As always, it is grand in ambition and internationally focused, while remaining absolutely rooted in the city. The unique aspect of the Liverpool Biennial is its enormous commissioning programme, where every two years, 40 or so artists are commissioned to make new site-specific pieces especially for Liverpool. The range and scope is enormous, although this year marks a change – fewer pieces in the public realm, and for the first time, five artists are showing work that has already been seen.

There are a number of politically charged works, most notably “Recession” by Karmelo Bermejo and the curated mini-exhibition Re:Thinking Trade, which has advertising and consumerism in its sights. Although without any new insights, it’s a truism that old truths need to be restated for each new generation.

Daniel Hlobo’s “Ndize” at the Bluecoat Arts Centre is a delightful and evocative sensory experience that takes you somewhere completely different, but for me, the best work is in the non-gallery spaces. In Renshaw Street, Ryan Trecartin’s trilogy of videos stand out. Parodying hi-energy youth orientated reality TV, it is a kind of Korean Little Britain, riveting, dense and extraordinary to watch.

A pairing of works by Alfredo Jaar and Cristina Lucas in the old Europleasure building gain by their proximity. Lucas has produced “Touch and Go”; an elegiac film of unionists and their families vandalising this now derelict building that once housed a long gone European company. In a gleeful expression of frustration at market failure, individuals enjoy throwing stones through its windows, the camera lingering symbolically on the shattering glass.

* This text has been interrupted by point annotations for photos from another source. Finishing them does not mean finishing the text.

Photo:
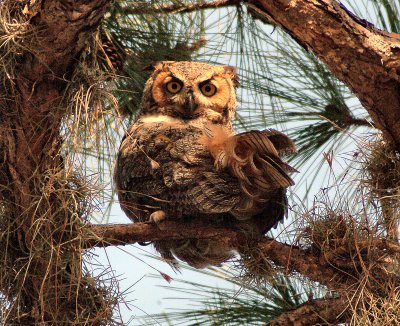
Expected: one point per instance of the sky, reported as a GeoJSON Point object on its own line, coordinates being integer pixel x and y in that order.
{"type": "Point", "coordinates": [135, 270]}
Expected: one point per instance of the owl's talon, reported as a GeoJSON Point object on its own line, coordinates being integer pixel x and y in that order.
{"type": "Point", "coordinates": [157, 217]}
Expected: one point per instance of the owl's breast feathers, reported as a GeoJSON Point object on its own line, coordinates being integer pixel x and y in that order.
{"type": "Point", "coordinates": [197, 170]}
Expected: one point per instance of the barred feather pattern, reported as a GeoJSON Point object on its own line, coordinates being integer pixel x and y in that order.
{"type": "Point", "coordinates": [181, 159]}
{"type": "Point", "coordinates": [187, 172]}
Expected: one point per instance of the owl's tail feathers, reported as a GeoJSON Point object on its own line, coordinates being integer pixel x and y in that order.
{"type": "Point", "coordinates": [254, 158]}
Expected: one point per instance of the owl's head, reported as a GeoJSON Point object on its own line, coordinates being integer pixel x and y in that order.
{"type": "Point", "coordinates": [189, 90]}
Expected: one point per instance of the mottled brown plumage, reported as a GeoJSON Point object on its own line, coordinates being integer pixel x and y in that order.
{"type": "Point", "coordinates": [181, 159]}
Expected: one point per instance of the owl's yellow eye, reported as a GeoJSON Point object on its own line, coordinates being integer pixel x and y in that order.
{"type": "Point", "coordinates": [174, 86]}
{"type": "Point", "coordinates": [208, 89]}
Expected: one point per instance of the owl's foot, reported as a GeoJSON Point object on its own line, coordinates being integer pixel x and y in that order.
{"type": "Point", "coordinates": [157, 217]}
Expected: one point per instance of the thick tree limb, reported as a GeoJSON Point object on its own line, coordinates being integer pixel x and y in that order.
{"type": "Point", "coordinates": [363, 57]}
{"type": "Point", "coordinates": [314, 312]}
{"type": "Point", "coordinates": [291, 258]}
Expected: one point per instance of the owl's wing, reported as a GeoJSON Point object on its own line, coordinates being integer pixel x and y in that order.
{"type": "Point", "coordinates": [253, 158]}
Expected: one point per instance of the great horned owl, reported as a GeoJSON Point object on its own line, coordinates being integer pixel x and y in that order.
{"type": "Point", "coordinates": [181, 159]}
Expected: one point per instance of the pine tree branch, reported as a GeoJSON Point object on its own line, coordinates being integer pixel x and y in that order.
{"type": "Point", "coordinates": [178, 8]}
{"type": "Point", "coordinates": [363, 57]}
{"type": "Point", "coordinates": [314, 312]}
{"type": "Point", "coordinates": [291, 258]}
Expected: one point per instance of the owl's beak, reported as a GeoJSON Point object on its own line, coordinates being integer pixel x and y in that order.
{"type": "Point", "coordinates": [190, 104]}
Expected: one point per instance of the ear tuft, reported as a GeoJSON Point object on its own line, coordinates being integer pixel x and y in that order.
{"type": "Point", "coordinates": [231, 71]}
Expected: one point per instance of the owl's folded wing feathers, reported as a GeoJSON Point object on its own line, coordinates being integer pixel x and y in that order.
{"type": "Point", "coordinates": [253, 157]}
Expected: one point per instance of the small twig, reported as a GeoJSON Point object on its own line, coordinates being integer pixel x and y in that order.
{"type": "Point", "coordinates": [313, 312]}
{"type": "Point", "coordinates": [140, 8]}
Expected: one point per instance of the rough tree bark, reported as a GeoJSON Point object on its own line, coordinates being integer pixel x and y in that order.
{"type": "Point", "coordinates": [357, 53]}
{"type": "Point", "coordinates": [366, 59]}
{"type": "Point", "coordinates": [30, 142]}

In “We wish to inform you that we didn’t know”, Jaar has footage of Bill Clinton apologising to a Rwandan audience for not acting more quickly and appropriately during the 1994 genocide, implying that he had not fully understood the gravity and ferocity of the situation. This is followed with testimony from three survivors of the genocide. A compelling piece, it makes me return to Clinton’s autobiography and read again what he has to say about his actions at this time.

Sachiko Abe is obsessively performing “Cut Papers” at the A Foundation space. To say more will spoil its surprise, but it’s a must see.

And finally, this year’s John Moores exhibition is all about painting. This might seem like stating the obvious, but believe me, it isn’t. For the first time in years, there is a decent collection of artists at the top of their painting game discussing the range and versatility of the medium. A joy.